However, the FDA may determine that the proposed device is not substantially equivalent or may require further information, such as additional
test data, before the FDA is able to decide regarding substantial equivalence. Such a determination or request for additional information
could delay the market introduction of products. If a device that has obtained 510(k) Pre-market Notification clearance is changed or
modified in design, components, method of manufacture, or intended use, such that the safety or effectiveness of the device could be
significantly affected, separate 510(k) Pre-market notification clearance must be obtained before the modified device can be marketed
in the United States. If a manufacturer or distributor cannot establish that a proposed device is substantially equivalent to a legally
marketed device, the manufacturer or distributor will have to seek pre-market approval of the proposed device, a more difficult procedure
requiring extensive data, including pre-clinical and human clinical trial data, as well as extensive literature to prove the safety and
efficacy of the device.

The
FDA cleared the Wand, our CompuDent System, and its disposable handpieces, for marketing in the United States for dental applications
in July 1996; the CompuMed® System for marketing in the United States for medical applications in May 2001; the Safety Wand®
for marketing in the United States for dental applications in September 2003; the Wand/STA System for dental applications in August 2006;
and our CompuFlo Epidural System in June 2017.

Though
certain dental and medical devices have received FDA marketing clearance, there can be no assurance that any of the other medical devices
under development will obtain the required regulatory clearance promptly, or at all.

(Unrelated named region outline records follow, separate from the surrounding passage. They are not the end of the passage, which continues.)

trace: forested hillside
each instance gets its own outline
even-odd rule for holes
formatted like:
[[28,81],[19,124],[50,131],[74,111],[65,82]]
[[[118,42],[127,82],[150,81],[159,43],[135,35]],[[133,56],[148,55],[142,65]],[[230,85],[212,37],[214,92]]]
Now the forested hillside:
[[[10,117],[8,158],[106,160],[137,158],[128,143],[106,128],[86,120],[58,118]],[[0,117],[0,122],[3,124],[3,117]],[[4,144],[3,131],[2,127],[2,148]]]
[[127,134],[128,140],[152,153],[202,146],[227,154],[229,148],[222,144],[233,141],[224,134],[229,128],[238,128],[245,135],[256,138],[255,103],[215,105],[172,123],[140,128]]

If regulatory clearance of a product is granted,
such clearance may entail limitations on the indicated uses for which the product may be marketed. In addition, modifications may be
made to the products to incorporate and enhance their functionality and performance based upon new data and design review. There can
be no assurance that the FDA will not request additional information relating to product improvements; that any such improvements would
not require further regulatory review, thereby delaying the testing, approval, and commercialization of product improvements; or that
ultimately any such improvements will receive FDA clearance.

The
FDA’s regulations applicable to manufacturers of medical devices have historically included Quality System Regulation (“QSR”),
requiring, among other things, the establishment and maintenance of procedures governing design controls, testing, quality control, documentation,
and corrective and preventive actions. Failure to comply with applicable QSR requirements may result in enforcement actions by the FDA,
including warning letters, product recalls, suspension or termination of production, and the imposition of fines or other penalties.
Failure to comply with applicable QSR requirements may result in enforcement actions by the FDA, including warning letters, product recalls,
suspension or termination of production, and the imposition of fines or other penalties. Medical devices must also be manufactured in
establishments that are registered with the FDA and are subject to periodic inspection. In addition, labeling and promotional activities
are subject to regulation and oversight by the FDA and, with respect to advertising and marketing claims, in certain circumstances by
the Federal Trade Commission. The export of medical devices is also subject to FDA and other applicable regulatory requirements in certain
circumstances.

In
a regulatory shift, the FDA has adopted a new regulatory framework for the domestic medical device industry, replacing the longstanding
Quality System Regulation (QSR) under 21 CFR Part 820 and fundamentally aligning U.S. medical device requirements with ISO 13485 and
the quality management system (QMS) requirements used by other regulatory authorities from other jurisdictions. The new regulatory framework,
finalized as the Quality Management System Regulation (“QMSR”), became effective February 2, 2026.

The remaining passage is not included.